Sample APM and trace volume aggressively
20-40% on indexed spansDatadog charges per indexed span as a separate line. Defaulting to head-based sampling at 5-10% on high-throughput services typically holds detection signal while cutting span spend by half or more.
Right-size Cloud SIEM detection rules
10-15% on Cloud SIEMCloud SIEM bills per analyzed log GB, not per signal. Out-of-the-box rule packs scan everything; pruning packs that target log sources you do not ingest reduces analyzed volume without losing real coverage.
Negotiate EA at $250K-plus committed spend
20-30% listDatadog's quarter-end list discount band sits at 20-30 percent for committed annual spend above roughly $250K. Multi-year commits push this towards 35 percent. The lever exists; ask for it.

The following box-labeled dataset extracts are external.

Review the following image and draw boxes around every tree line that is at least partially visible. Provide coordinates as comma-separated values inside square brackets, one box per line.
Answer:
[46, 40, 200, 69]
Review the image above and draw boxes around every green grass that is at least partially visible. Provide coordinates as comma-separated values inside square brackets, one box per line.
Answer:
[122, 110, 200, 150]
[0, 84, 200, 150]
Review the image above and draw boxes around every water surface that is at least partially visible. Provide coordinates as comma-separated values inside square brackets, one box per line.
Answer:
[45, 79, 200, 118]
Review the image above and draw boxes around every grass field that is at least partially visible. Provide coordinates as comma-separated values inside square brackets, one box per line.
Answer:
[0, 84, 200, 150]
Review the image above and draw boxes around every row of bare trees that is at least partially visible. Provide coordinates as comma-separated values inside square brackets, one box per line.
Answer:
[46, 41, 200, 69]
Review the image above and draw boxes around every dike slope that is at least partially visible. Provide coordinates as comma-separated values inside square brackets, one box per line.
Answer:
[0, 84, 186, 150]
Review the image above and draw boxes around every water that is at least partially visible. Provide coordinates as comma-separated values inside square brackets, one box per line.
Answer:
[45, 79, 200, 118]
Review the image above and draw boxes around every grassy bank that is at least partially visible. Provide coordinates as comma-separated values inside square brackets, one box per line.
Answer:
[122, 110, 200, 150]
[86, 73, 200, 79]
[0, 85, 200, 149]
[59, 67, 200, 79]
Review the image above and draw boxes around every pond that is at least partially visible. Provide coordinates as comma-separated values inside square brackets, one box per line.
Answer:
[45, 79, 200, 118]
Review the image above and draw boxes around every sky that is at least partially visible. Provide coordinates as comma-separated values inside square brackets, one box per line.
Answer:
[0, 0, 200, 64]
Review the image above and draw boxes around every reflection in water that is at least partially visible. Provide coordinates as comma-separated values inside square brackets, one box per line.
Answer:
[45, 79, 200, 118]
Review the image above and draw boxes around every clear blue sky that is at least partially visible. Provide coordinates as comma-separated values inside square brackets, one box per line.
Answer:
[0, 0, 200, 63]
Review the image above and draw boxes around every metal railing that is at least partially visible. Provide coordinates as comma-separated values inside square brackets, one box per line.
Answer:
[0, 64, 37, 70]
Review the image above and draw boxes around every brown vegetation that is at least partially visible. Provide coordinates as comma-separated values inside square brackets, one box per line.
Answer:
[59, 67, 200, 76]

When Datadog Cloud SIEM is the right SIEM
Datadog Cloud SIEM is unambiguously the right pick in three buyer profiles. First, organisations already on Datadog for application performance monitoring or infrastructure monitoring who want to consolidate security on the same data plane. The marginal cost of adding Cloud SIEM is genuinely small once the underlying Logs spend is sunk. Second, cloud-native engineering teams who value the API-first product and the one-vendor billing model over best-of-breed depth. Third, security teams whose detection content is built around application telemetry rather than network and endpoint correlation, where Datadog's APM and trace data is a real edge.
Datadog is the wrong pick for compliance-heavy regulated industries that need long-running investigations across 24-month data sets. The indexed-retention bill at that profile is brutal, and even Flex Logs has interactive-query limitations that workflow-heavy SOCs find frustrating. It is also wrong for environments where logs originate primarily from network appliances and endpoints rather than hosts: the per-host base inverts the unit-economics argument, and Sentinel or QRadar typically win cleanly.
Pricing model evolution worth watching: Datadog has been adding bundled Cloud SIEM allowances to enterprise contracts since late 2024. If your renewal comes up in 2026, push hard for a bundle that absorbs Cloud SIEM into committed Logs spend rather than billing it separately. The negotiation lever exists and is being used.